第120話 午前の部

すり鉢の端からガーッと滑り落ち、反対側の端から飛び上がる。

滑る前にスケボーサークルやってると、選手紹介されてた一番手、大学生のお兄さん。カッコイー!

高く飛び出すと歓声が上がる。

あ、いたいた、専務。パシャ!

息子の応援中の顔、いただき。

普通は親の会社のイベントなんか、大学生ともなれば来ないけど、賞品でスケボーアイテムが出るからね。

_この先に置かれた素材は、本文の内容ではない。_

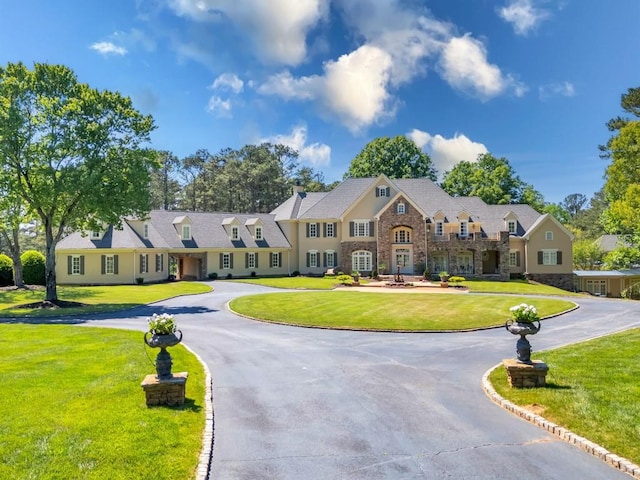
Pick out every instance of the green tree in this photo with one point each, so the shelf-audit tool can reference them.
(74, 153)
(397, 157)
(493, 180)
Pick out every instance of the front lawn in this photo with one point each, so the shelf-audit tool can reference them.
(95, 298)
(73, 407)
(592, 389)
(389, 311)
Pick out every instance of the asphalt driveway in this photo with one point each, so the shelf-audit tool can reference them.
(299, 403)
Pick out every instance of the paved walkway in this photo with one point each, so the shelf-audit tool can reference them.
(299, 403)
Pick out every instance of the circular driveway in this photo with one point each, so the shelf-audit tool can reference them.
(300, 403)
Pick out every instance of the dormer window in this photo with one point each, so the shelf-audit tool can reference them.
(383, 191)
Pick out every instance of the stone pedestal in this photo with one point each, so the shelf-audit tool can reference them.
(524, 375)
(166, 391)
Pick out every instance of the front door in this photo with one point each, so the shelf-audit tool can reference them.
(403, 258)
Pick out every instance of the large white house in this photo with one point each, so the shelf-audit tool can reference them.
(364, 224)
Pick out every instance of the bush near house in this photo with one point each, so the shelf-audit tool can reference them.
(33, 267)
(6, 270)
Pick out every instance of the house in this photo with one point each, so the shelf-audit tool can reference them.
(364, 224)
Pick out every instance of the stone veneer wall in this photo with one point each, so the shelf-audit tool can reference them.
(389, 220)
(560, 280)
(347, 248)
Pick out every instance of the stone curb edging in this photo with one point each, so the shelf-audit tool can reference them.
(562, 433)
(206, 454)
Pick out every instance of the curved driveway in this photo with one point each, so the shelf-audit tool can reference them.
(299, 403)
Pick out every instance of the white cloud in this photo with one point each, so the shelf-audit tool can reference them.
(277, 28)
(108, 48)
(219, 107)
(523, 15)
(464, 66)
(445, 153)
(315, 154)
(228, 81)
(563, 89)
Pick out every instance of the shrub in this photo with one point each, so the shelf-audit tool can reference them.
(33, 264)
(6, 270)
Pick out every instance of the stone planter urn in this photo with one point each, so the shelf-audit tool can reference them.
(162, 341)
(523, 347)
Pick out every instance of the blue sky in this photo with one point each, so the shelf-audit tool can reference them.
(534, 81)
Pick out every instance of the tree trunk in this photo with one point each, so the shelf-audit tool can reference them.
(50, 265)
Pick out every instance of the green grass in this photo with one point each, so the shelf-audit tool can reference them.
(73, 407)
(389, 311)
(592, 389)
(97, 298)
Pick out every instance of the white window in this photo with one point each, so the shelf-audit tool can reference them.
(313, 259)
(109, 265)
(549, 257)
(226, 261)
(464, 228)
(402, 236)
(361, 228)
(361, 260)
(331, 258)
(330, 230)
(76, 265)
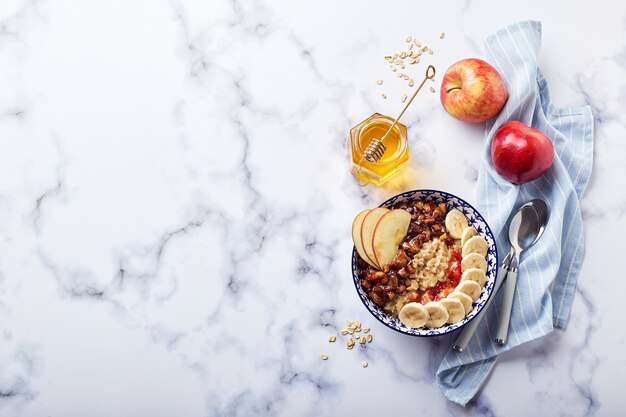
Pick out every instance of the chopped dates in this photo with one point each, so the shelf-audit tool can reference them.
(427, 222)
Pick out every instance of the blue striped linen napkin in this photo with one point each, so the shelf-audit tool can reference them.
(549, 270)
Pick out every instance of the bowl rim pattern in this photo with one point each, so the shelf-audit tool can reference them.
(475, 219)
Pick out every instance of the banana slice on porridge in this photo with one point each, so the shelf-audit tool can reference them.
(474, 260)
(413, 315)
(470, 288)
(468, 233)
(465, 300)
(475, 274)
(438, 315)
(456, 310)
(456, 223)
(476, 244)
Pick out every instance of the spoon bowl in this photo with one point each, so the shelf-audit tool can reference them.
(525, 229)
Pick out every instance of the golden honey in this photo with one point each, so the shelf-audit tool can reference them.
(393, 160)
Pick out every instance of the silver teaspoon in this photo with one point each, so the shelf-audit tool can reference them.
(524, 231)
(468, 330)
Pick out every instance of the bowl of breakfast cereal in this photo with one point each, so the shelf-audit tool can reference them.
(424, 262)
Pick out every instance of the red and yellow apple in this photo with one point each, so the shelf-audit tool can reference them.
(520, 153)
(473, 91)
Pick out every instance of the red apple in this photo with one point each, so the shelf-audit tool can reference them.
(367, 233)
(473, 91)
(389, 232)
(520, 153)
(356, 237)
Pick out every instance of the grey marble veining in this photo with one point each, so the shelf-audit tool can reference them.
(175, 206)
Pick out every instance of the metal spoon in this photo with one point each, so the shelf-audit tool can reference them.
(539, 219)
(524, 231)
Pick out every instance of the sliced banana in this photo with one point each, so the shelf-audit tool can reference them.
(455, 308)
(474, 260)
(476, 244)
(468, 233)
(413, 315)
(456, 223)
(475, 274)
(470, 288)
(465, 299)
(438, 315)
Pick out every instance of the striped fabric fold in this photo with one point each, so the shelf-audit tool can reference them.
(549, 270)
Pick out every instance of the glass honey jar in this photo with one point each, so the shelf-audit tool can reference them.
(394, 157)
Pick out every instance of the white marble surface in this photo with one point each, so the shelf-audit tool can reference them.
(175, 207)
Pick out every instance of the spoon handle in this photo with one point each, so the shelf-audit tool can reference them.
(505, 309)
(469, 329)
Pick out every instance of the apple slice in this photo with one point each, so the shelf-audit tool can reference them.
(356, 237)
(391, 228)
(367, 231)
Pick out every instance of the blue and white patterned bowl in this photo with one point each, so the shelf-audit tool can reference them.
(478, 222)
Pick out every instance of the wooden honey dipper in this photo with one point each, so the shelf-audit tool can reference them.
(377, 148)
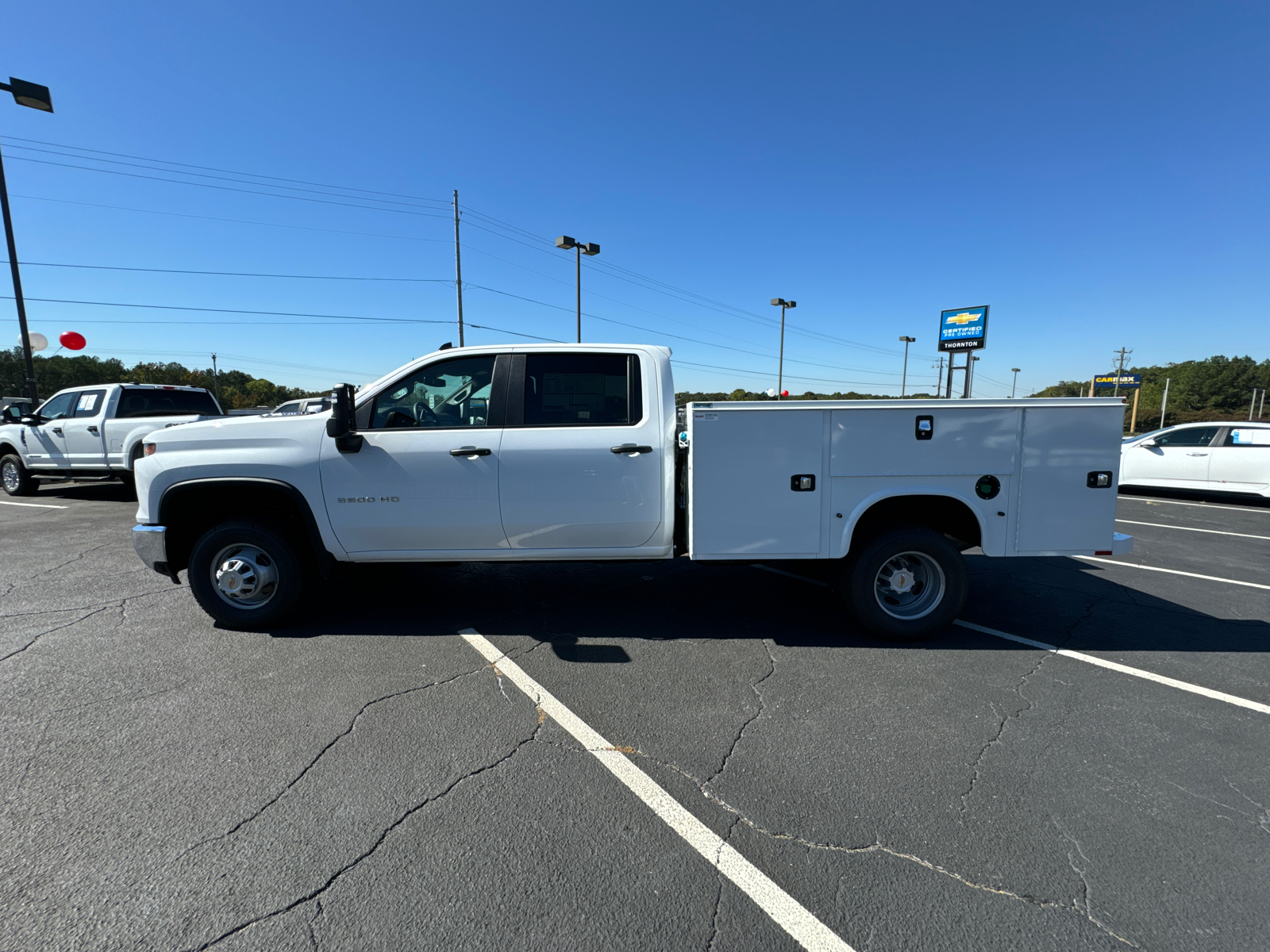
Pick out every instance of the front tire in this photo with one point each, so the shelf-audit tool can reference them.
(248, 575)
(16, 478)
(906, 585)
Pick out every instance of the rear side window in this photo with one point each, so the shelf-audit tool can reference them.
(1187, 437)
(146, 401)
(582, 390)
(89, 403)
(1249, 437)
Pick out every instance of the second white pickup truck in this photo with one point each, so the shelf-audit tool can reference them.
(577, 452)
(92, 431)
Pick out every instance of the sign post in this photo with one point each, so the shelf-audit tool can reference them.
(963, 329)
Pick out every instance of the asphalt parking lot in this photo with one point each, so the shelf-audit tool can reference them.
(368, 780)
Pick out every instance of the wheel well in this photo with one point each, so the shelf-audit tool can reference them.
(945, 514)
(190, 509)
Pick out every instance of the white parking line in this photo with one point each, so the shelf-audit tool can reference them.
(1191, 528)
(1202, 505)
(1174, 571)
(784, 909)
(1123, 668)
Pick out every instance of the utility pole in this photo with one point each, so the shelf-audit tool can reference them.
(1121, 372)
(780, 368)
(903, 378)
(582, 248)
(459, 273)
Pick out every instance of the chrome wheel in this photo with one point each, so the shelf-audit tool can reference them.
(244, 577)
(910, 585)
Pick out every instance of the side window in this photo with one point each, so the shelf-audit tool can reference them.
(441, 395)
(1248, 437)
(60, 406)
(90, 403)
(582, 390)
(1187, 437)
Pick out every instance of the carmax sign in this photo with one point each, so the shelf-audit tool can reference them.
(964, 328)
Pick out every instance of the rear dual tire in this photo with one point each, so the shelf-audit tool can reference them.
(248, 575)
(905, 585)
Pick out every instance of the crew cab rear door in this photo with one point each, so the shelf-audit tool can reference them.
(582, 452)
(412, 488)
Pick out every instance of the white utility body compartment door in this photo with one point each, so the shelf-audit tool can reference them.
(1058, 509)
(746, 493)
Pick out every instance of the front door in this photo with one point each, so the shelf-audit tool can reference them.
(582, 454)
(46, 443)
(86, 447)
(1179, 459)
(1241, 463)
(406, 490)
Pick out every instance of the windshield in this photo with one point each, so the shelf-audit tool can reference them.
(148, 401)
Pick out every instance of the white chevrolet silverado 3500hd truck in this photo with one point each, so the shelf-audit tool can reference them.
(577, 452)
(92, 431)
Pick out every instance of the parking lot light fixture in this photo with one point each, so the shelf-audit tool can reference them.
(903, 378)
(780, 368)
(35, 97)
(581, 248)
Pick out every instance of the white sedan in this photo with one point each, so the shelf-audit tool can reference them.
(1203, 457)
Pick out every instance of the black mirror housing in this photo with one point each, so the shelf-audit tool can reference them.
(342, 424)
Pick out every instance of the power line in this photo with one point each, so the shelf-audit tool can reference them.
(229, 171)
(225, 188)
(232, 221)
(230, 274)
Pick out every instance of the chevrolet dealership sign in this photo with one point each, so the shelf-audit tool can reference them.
(964, 328)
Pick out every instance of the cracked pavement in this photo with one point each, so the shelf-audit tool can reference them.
(365, 780)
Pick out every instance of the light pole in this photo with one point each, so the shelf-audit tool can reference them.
(33, 97)
(590, 248)
(780, 368)
(903, 378)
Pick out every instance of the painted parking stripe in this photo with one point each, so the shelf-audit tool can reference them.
(784, 909)
(1200, 505)
(1175, 571)
(1191, 528)
(1123, 668)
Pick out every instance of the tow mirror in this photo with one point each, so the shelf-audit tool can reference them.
(343, 420)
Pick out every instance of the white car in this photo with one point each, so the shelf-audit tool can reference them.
(1202, 457)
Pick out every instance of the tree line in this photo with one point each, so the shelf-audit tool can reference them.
(1213, 389)
(234, 389)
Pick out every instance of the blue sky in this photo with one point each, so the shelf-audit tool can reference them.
(1095, 173)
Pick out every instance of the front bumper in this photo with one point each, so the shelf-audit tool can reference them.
(152, 545)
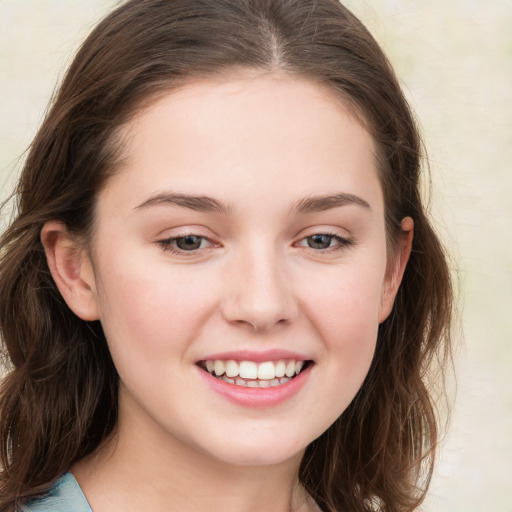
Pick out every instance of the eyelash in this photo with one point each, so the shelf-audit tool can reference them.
(168, 244)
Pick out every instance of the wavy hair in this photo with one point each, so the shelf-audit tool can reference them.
(58, 401)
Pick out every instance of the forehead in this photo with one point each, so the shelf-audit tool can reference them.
(241, 136)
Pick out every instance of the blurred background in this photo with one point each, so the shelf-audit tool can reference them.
(454, 60)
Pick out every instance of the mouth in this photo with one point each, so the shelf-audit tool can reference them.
(253, 374)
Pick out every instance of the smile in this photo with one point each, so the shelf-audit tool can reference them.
(254, 375)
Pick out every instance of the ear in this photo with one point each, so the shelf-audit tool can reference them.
(71, 269)
(396, 268)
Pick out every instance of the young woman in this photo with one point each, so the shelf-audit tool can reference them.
(221, 290)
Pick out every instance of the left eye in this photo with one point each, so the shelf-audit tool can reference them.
(323, 241)
(186, 243)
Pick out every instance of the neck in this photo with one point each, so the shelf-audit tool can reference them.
(136, 471)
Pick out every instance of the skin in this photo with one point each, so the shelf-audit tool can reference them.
(258, 144)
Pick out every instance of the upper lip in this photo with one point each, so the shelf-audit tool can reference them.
(256, 356)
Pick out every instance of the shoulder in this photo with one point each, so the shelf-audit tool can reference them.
(64, 496)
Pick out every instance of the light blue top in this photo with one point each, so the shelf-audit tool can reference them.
(64, 496)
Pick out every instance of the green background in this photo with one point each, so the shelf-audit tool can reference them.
(454, 59)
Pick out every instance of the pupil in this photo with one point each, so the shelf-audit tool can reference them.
(320, 241)
(189, 243)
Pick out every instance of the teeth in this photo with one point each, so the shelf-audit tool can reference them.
(219, 367)
(231, 368)
(248, 370)
(251, 374)
(290, 369)
(280, 369)
(266, 371)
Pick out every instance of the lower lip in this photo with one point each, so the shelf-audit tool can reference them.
(257, 397)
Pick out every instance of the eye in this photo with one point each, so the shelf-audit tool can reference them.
(325, 242)
(183, 244)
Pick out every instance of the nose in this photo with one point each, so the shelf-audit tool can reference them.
(259, 292)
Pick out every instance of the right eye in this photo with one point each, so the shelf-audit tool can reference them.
(185, 244)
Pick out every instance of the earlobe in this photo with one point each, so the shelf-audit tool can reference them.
(396, 269)
(71, 270)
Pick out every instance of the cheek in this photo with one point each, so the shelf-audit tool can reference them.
(145, 305)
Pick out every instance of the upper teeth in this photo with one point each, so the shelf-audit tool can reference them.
(266, 370)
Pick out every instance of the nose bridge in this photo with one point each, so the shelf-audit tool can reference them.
(260, 292)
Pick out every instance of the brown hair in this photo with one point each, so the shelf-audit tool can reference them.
(59, 400)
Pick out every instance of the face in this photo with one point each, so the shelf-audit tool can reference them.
(244, 236)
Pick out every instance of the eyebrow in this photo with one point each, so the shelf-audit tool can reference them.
(198, 203)
(312, 204)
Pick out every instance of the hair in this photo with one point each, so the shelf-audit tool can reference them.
(59, 400)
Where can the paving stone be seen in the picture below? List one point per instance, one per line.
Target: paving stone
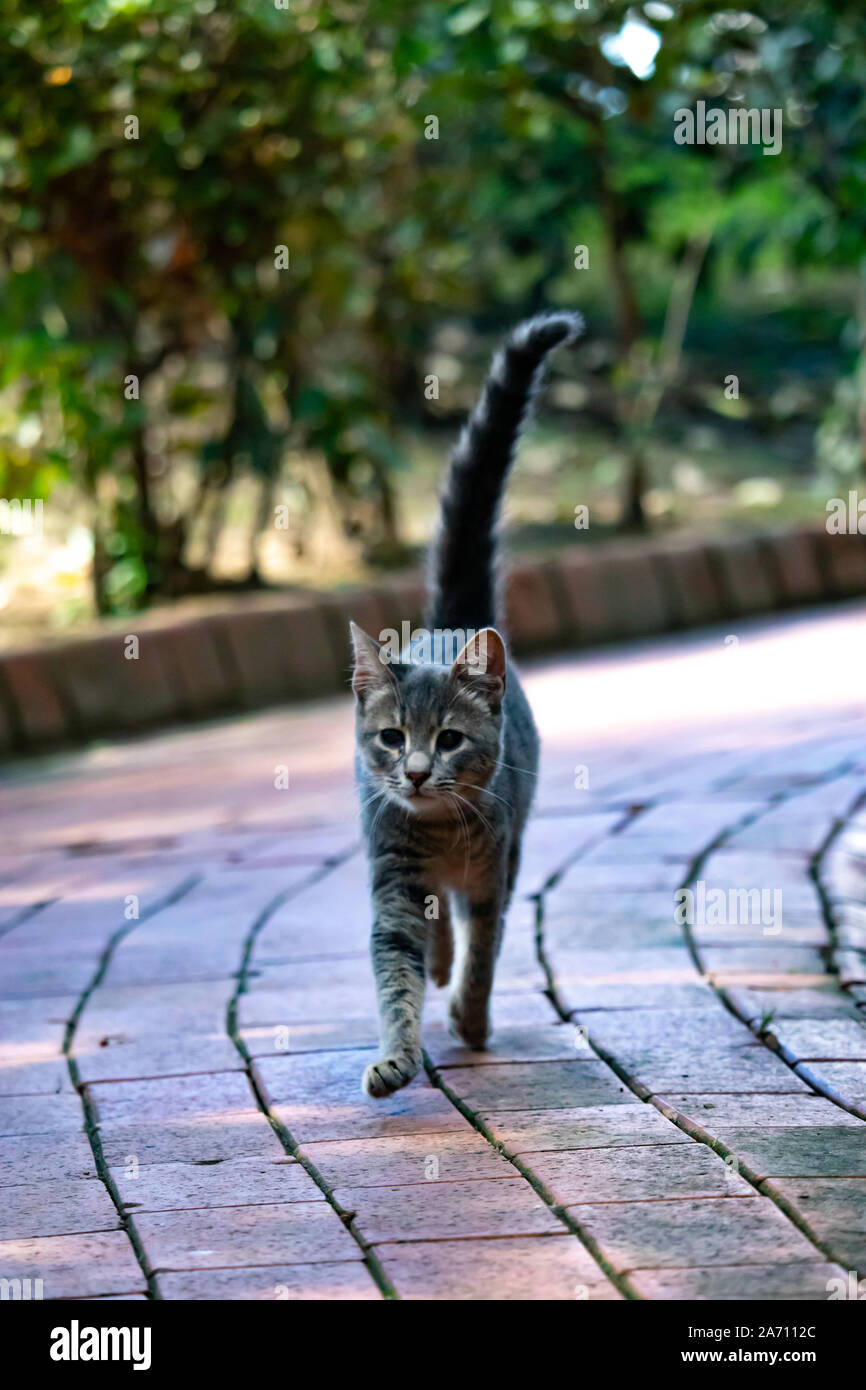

二番手は女子高生。西の所長の娘さんだったか。親はどこだ。

さすが、みんな上手。

すり鉢の周囲をぐるぐる、パシャパシャ。

おや。

「田中さん」

「あ、次、友達が滑るんですよ!」

スタート位置を見ると、うーん、友達違うでしょ?彼氏でしょ?

ちょい興奮気味に手を振って、声援を送る田中さん。少ーし離れてパシャ!

十一番、彼氏の方へはスマホを向けて、動画を録っておく。後であげよう。

午前の部は、もうじき終わり。すり鉢コースの投票が済んだら、いったん昼休憩。

午後の部は障害物タイムアタック。参加選手が増えるらしい。